The parlour really looked very nice when I had finished;
the new cream-coloured curtains were up, and I had
tied them back with amber silk; two or three sunny
little landscapes, and Charlie’s portrait, a
beautifully-painted photograph, hung on the walls;
my favourite books were in their places, and the mantelpiece
and the corner cupboards held some of the lovely old
china that had belonged to mother. Aunt Philippa
had wished me to leave it behind, as she feared it
might be broken; but I liked to feast my eyes on the
soft rich colours, and every piece was precious to
me.
When I had disposed the furniture to the best advantage,—had
placed my davenport and work-table and special chair
in the bow-window, and had replaced the shabby red
cloth by a handsome tapestry one,—I called
Mrs. Barton to see the room.
She held up her hands in astonishment.
’Dear me, Miss Garston, it looks quite a different
place. What will Nathaniel say when he sees it?—he
is so fond of books and pretty things. It only
wants sunshine and a bird-cage, and perhaps a geranium
or two, to make it quite a bower. May I make
so bold, ma’am, as to ask who that pleasant-faced
young gentleman is in the oak frame?’—but
I think she was sorry that she had asked the question
when I told her it was my twin-brother, now in heaven.

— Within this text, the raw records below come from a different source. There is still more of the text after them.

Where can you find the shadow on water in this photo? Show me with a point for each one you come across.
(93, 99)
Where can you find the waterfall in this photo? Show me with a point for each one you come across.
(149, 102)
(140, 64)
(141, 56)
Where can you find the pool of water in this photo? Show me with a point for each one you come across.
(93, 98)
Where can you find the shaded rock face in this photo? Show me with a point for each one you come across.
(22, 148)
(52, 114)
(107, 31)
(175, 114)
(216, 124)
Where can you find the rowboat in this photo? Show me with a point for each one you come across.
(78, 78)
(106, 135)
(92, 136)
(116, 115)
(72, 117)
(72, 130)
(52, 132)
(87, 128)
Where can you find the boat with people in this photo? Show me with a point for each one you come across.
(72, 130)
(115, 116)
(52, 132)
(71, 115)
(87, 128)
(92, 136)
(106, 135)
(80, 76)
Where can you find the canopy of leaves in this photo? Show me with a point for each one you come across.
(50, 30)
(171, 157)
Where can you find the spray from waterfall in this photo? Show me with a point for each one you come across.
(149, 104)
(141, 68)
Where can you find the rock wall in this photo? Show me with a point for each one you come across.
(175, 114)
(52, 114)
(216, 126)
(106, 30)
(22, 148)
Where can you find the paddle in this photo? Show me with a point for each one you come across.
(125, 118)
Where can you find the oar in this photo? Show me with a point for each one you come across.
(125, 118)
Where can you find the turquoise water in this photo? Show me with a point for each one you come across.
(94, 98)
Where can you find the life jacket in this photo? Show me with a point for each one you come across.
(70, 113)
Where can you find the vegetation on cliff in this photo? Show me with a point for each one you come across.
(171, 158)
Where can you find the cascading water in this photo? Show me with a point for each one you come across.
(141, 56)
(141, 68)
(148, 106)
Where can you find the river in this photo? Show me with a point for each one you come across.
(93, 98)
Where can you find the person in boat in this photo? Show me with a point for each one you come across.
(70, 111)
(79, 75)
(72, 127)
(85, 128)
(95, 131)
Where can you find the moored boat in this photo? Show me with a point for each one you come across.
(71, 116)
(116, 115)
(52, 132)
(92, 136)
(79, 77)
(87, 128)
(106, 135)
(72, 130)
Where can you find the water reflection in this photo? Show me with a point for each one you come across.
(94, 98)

‘That is where my husband and my dear little
daughter both are,’ she said, with moist eyes,
as she turned away from the picture. ’Oh,
there is a deal of trouble in the world, but you are
young to know it, ma’am.’ And then
she looked kindly at me, and went away, to give Nathaniel
his dinner.
GILES HAMILTON, ESQ.
It was quite late in the afternoon when I put the
last finishing-touches to my sitting-room, and it
was already dusk when I left the cottage and walked
quickly up the road that led to the vicarage.
My busy day had not tired me, and I should have enjoyed
a solitary ramble in spite of the wet roads and dark
November sky, only I knew Uncle Max would be waiting
for me. A keen sense of independence, of liberty,
of congenial work in prospective, seemed to tingle
in my veins, as though new life were coursing through
them. I was no longer trammelled by the constant
efforts to move in other people’s grooves.
I was free to think my own thought and lead my own
life without reproof or hindrance.
The vicarage was a red, irregular house, shut off
from the road by a low wall, with a court-yard planted
somewhat thickly with shrubs: the living-rooms
were chiefly at the back of the house, and their windows
looked out on a pleasant garden: a glass door
in the hall opened on a broad gravel terrace bordered
by standard rose-trees, and beyond lay a smooth green
lawn almost as level as a bowling-green; a laurel hedge
divided it from an extensive kitchen-garden, to which
Uncle Max and Mr. Tudor devoted a great deal of their
spare time and superfluous energies.